Jean-Marie Guéhenno, qui a dirigé les Casques bleus pendant huit ans, pense que le monde devra s’engager davantage en Afrique. Il espère aussi que, dans la crise, les pays riches seront solidaires des plus pauvres.
Jean-Marie Guéhenno.
Ce diplomate est spécialiste des questions de défense et des relations internationales. Il a été, de 2000 à 2008, secrétaire général adjoint et chef du Département des opérations de maintien de la paix à l’Organisation des Nations Unies. Âgé de 59 ans, il est le fils d’Annie et Jean Guéhenno, un écrivain né à Fougères en 1890 au sein d’une famille de chaussonniers. Entré à l’Académie française en 1962, ce dernier est mort en 1978 après avoir publié des essais et récits autobiographiques.
Être à la tête des Casques bleus n’a pas dû être une mission de tout repos ?
Non, mais elle a changé ma vie, comme elle peut parfois changer la vie des autres. C’est effectivement une responsabilité lourde. Quand j’ai quitté mes fonctions en juillet dernier, 18 opérations de maintien de la paix étaient en cours de par le monde, mobilisant 130 000 personnes et un budget de 7 milliards de dollars. En huit ans, le personnel déployé a été multiplié par quatre ou cinq. Aujourd’hui, on vit au rythme d’une crise par semaine. C’est donc une tâche lourde, mais qui en vaut la peine. Et puis il y a une telle attente dans nos missions. Une attente immense…
Des missions difficiles. Mais peut-être aussi et surtout des missions impossibles ?
Difficiles, oui. Impossibles, non. Il suffit de regarder les statistiques. Beaucoup de situations ont été stabilisées grâce à notre intervention. On oublie trop souvent la stabilisation constatée en Namibie, au Mozambique, au Cambodge, au Salvador. Quand vous observez aujourd’hui la situation de l’Afrique de l’Ouest, la situation s’est améliorée, que ce soit au Sierra Leone, en Côte d’Ivoire ou au Liberia. Depuis la fin de la guerre froide, la diminution des conflits a été sensible. Des progrès ont donc été faits.
Il reste tout de même des points névralgiques…
Bien sûr. On pense à l’Afghanistan, au Pakistan. Et puis à l’Afrique. Les polarisations du Moyen-Orient commencent à entrer sur le continent africain par la Corne. C’est très grave et cela posera un problème stratégique : le monde doit s’engager davantage en Afrique. Que ce soit au Darfour ou dans la région des Grands Lacs, le monde n’est pas assez présent. Mais la force ne règle à elle seule aucun problème. C’est une illusion. Elle peut aider à construire un processus de paix mais pas le remplacer. La vraie question reste toujours : comment trouver un accord politique dans des situations brûlantes ?

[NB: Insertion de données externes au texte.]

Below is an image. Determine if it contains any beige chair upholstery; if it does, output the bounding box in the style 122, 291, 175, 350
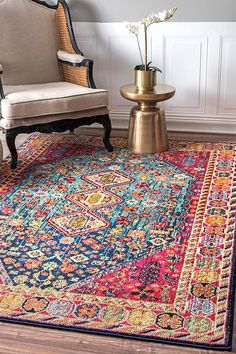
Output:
1, 82, 108, 120
0, 0, 112, 168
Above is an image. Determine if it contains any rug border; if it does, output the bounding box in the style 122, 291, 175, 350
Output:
0, 317, 232, 352
0, 133, 236, 352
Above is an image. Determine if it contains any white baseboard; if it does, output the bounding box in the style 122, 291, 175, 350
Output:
110, 112, 236, 134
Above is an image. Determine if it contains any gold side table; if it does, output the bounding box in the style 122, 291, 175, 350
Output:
120, 84, 175, 154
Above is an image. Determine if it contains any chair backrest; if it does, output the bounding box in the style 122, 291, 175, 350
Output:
0, 0, 62, 85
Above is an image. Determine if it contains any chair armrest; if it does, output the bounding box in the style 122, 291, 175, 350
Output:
57, 50, 86, 66
0, 64, 5, 99
57, 50, 96, 88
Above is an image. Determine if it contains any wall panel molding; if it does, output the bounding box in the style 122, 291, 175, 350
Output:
74, 22, 236, 134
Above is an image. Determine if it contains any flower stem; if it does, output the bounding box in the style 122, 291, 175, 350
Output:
144, 23, 147, 70
136, 34, 144, 66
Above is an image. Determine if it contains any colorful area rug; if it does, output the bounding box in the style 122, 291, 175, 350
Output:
0, 134, 236, 349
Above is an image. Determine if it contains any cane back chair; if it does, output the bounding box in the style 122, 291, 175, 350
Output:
0, 0, 113, 168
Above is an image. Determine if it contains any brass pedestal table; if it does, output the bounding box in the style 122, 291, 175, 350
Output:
120, 84, 175, 154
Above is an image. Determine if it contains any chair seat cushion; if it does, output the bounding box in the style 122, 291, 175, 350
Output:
1, 82, 108, 119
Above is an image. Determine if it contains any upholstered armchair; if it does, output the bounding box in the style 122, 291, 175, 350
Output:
0, 0, 113, 168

Huit ans à tenter de maintenir la paix de par le monde vous rend-il optimiste sur la nature humaine ?
Vous savez, dans les situations de conflit, on voit le pire et le meilleur chez l’homme. J’ai appris durant toutes ces années intenses à quel point la société humaine est un tissu fragile qui se défait très vite, mais qui est surtout très difficile à recomposer.
Quel impact pourrait avoir l’actuelle crise financière sur la stabilité du monde ?
Ce qui m’inquiète dans cette crise, ce ne sont pas d’abord les pays riches. Ils sont touchés mais ils ont les moyens de faire face. L’impact sur les pays pauvres sera beaucoup plus grave et risque de provoquer des déstabilisations. J’espère qu’au cours des douze prochains mois, le monde riche saura être solidaire.
Vous avez 59 ans. Qu’allez-vous faire désormais ?
Je vais d’abord écrire pour partager ce que j’ai acquis durant ces huit ans : une certaine proximité avec la diversité du monde. Et je vais rester actif et engagé. Je veux continuer d’essayer de changer la vie des autres.
L’autobiographie de votre père vient d’être publiée. (1) Il évoque 14-18 et son implication comme officier chargé de haranguer les soldats sur la nécessité de combattre. Vous avez été confronté à cette responsabilité : la mort des autres.
Effectivement, la guerre, c’est toujours la mort des autres, et dans mon métier, j’ai essayé d’aider les autres à faire la paix. Toute guerre nous ramène à notre destin collectif, mais elle ne nous décharge pas de notre responsabilité individuelle. Dans son livre, mon père a magnifiquement exprimé cette grande tension qui reste plus que jamais d’actualité.